On the topic of sounds we no longer hear: modem synchronization, the sound of trains rolling on rails with gaps, the rumble, static and pops from vinyl records, the screeching emitted by dot matrix printers, the charging whine of photoflashes, the whirr and track-to-track clacks from floppy disk drives, chalk on blackboard. Good riddance, I say. The world is too loud anyway.
They would strategize only parking their cars pointing downhill.
I was lucky to be parked on a small hill last summer when my battery suddenly died. Got it started, and took care to park on hills until I got to the hardware store to get a new one :)
With a well maintained engine you can engage the clutch in first gear at less than walking speed and have it start easily.
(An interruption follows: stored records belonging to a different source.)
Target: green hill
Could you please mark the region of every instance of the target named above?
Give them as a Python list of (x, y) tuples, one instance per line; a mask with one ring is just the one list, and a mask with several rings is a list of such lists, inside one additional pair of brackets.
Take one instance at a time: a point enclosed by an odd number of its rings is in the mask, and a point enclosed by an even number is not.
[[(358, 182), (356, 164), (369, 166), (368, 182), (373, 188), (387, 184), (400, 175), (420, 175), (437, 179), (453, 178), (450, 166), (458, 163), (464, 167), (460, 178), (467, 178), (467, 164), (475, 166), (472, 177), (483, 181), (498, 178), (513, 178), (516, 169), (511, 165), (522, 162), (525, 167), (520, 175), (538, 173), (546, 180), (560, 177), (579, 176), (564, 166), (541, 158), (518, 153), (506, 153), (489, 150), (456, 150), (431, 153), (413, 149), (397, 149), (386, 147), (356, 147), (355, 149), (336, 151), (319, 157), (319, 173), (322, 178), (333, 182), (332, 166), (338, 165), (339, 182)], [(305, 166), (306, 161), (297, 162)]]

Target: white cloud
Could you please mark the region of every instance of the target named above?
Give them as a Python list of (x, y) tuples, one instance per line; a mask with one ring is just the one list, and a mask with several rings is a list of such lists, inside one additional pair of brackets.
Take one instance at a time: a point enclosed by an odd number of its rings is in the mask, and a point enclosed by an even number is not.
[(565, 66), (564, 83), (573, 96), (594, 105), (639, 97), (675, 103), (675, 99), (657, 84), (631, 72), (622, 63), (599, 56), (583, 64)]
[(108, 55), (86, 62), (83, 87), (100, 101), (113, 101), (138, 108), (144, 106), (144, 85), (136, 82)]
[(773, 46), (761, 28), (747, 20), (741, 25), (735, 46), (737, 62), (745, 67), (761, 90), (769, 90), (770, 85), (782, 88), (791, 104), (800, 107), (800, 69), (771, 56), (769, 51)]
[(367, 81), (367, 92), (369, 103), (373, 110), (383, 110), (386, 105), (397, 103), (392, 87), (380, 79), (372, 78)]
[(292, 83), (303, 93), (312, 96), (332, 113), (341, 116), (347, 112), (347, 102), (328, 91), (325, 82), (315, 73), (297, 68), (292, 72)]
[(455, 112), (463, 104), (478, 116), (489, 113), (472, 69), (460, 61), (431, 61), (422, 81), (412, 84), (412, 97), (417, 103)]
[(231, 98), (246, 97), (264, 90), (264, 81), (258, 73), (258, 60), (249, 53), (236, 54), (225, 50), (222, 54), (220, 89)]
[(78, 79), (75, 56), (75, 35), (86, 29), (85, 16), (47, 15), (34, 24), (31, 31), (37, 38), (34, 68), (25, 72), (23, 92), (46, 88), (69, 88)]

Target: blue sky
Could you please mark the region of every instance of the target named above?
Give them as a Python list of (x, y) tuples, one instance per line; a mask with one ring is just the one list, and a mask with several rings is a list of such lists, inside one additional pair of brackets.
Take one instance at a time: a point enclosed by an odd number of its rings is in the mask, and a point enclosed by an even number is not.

In Norway stick shifts are very common, to the point that almost all new models still have the option, at least in the low to middle price ranges. Even expensive, non-performance cars are usually available with manual transmission. My next car will certainly be a stick shift.
Are you a grammar Nazi? I'm trying to improve my English; please correct my errors!
The first practical TV remote was the Zenith Space Command, which worked by whacking resonant bars, and the TV would pick up the sound. The thing vibrated in your hand, and as kids we swore we could hear them, even if technically ultrasonic.
"It if was easy to do, we'd find someone cheaper than you to do it."